Nora vient de perdre son fils aîné Patrick, mort à cinquante ans dans un accident de voiture. Elle décide de téléphoner à sa sœur Theresa pour lui faire part de ce décès. De Theresa, qui a choisi de vivre dans un couvent et qu’elle n’a pas vue depuis très longtemps, Nora n’a jamais parlé à ses enfants. Elle se souvient de l’année 1957, quant Theresa et elle, venant d’Irlande, ont débarqué aux États-Unis, à Boston. Nora était promise à un homme qu’elle n’aimait pas. Theresa, elle, n’avait que dix-sept ans et débordait d’appétit de vivre …

« Les anges et tous les saints » est le quatrième roman de Courtney Sullivan paru en France, après « Les débutantes », « Maine » et « Les liens du mariage », que j’ai tous aimés et celui-ci n’a pas fait exception à la règle. J’y ai retrouvé avec bonheur la plume d’un écrivain habile à saisir la vérité de ses personnages, même ceux qu’elle ne fait qu’esquisser , un écrivain dont les observations, souvent, nous renvoient à notre propre vécu. Elle immerge ici son lecteur dans une histoire que les allers-retours entre présent et passé permettent de facilement reconstruire mais sans nous en livrer tout de suite les moments-clés, ceux qui l’éclairent, ni nous divulguer le chemin qu’elle va maintenant prendre.
Plonger dans le passé de Nora et Theresa permet de se rappeler comment, faute de libertés depuis conquises, des destins de femmes pouvaient se jouer. Mais au-delà de ce qui fut subi, il y a les choix de chacune : ils témoignent de leur personnalité et de son évolution et se répercutent aussi sur leurs relations.
Ces deux portraits de femmes s’avèrent intéressants à plus d’un titre (celui de Theresa m’a davantage touchée). Ils sont insérés dans l’évocation de l’environnement immédiat de chacune d’elle, ses quatre enfants pour Nora, avec leurs trajectoires individuelles, et la communauté religieuse pour Theresa, dépeints avec réalisme et sensibilité.

Extraits :

« Au fil des ans, il y eut des moments où l’un des trois autres enfants accaparait ses pensées. A mesure qu’ils grandissaient, Nora les connaissait mieux. C’est une chose que personne ne vous dit jamais. Qu’il vous faudra apprendre à connaître vos propres enfants. »
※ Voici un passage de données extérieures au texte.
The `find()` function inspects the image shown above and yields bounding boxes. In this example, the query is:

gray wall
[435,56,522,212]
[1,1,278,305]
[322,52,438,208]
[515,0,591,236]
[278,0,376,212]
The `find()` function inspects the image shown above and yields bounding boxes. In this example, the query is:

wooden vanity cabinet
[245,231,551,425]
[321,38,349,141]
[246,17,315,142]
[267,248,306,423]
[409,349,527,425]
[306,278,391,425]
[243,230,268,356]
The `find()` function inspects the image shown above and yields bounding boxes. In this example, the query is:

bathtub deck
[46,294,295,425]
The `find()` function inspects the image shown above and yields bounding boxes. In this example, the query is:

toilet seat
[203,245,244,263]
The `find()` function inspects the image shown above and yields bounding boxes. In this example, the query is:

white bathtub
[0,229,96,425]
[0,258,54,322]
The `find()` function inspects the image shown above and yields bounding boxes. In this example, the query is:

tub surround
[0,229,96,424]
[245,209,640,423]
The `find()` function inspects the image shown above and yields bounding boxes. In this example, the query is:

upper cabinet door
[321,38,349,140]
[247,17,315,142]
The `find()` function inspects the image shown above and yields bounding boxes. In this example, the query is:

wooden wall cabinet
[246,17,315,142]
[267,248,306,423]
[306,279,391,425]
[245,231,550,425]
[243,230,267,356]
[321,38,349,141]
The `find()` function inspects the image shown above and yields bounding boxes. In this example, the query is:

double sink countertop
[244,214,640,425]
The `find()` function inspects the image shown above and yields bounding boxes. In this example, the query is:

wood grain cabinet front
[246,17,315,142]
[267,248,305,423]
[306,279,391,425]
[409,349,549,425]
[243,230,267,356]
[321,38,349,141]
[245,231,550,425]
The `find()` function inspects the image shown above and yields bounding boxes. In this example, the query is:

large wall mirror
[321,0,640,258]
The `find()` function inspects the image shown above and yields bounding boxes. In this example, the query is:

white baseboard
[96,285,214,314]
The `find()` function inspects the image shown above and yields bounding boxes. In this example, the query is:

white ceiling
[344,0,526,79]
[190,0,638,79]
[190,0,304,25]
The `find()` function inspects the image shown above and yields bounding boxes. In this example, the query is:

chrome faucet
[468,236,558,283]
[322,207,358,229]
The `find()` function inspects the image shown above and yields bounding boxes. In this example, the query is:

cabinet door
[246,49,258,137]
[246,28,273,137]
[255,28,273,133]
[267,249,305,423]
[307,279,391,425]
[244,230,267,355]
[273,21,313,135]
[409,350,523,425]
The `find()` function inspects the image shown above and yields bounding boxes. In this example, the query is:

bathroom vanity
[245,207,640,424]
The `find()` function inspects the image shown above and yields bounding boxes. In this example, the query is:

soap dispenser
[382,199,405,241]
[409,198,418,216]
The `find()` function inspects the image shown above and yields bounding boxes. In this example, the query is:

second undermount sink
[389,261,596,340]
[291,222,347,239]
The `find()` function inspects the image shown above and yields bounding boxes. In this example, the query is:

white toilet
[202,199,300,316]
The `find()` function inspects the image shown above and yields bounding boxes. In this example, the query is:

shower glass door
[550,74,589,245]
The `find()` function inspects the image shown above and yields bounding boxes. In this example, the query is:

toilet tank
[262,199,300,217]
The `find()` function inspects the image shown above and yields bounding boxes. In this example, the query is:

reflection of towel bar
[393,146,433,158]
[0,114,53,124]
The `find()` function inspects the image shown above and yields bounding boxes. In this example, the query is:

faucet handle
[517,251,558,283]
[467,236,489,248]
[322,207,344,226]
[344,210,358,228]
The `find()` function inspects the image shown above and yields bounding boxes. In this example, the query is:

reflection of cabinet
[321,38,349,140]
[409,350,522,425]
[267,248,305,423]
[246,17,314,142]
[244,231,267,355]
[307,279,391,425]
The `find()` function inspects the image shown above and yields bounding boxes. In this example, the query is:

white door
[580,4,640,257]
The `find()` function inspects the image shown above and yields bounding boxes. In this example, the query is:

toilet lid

« Elle parla aussi du poids de la technologie. Pas une seule novice ces dernières années n’avait passé la porte du couvent sans mentionner à quel point elle serait heureuse de ne plus avoir de messagerie, de téléphone portable. Le mot qu’elles utilisaient toutes était le bruit. Elles pouvaient à peine supporter le bruit. La vie en était devenue trop pleine. Plusieurs moniales dans la hiérarchie de l’abbaye mettaient en doute cette motivation. Certaines pensaient qu’elle démontrait un manque de dévotion, mais mère Cecilia n’était pas d’accord. Chaque génération était arrivée à l’abbaye chargée de ses propres fardeaux. Chaque religieuse était un produit de son époque, comme tout un chacun. »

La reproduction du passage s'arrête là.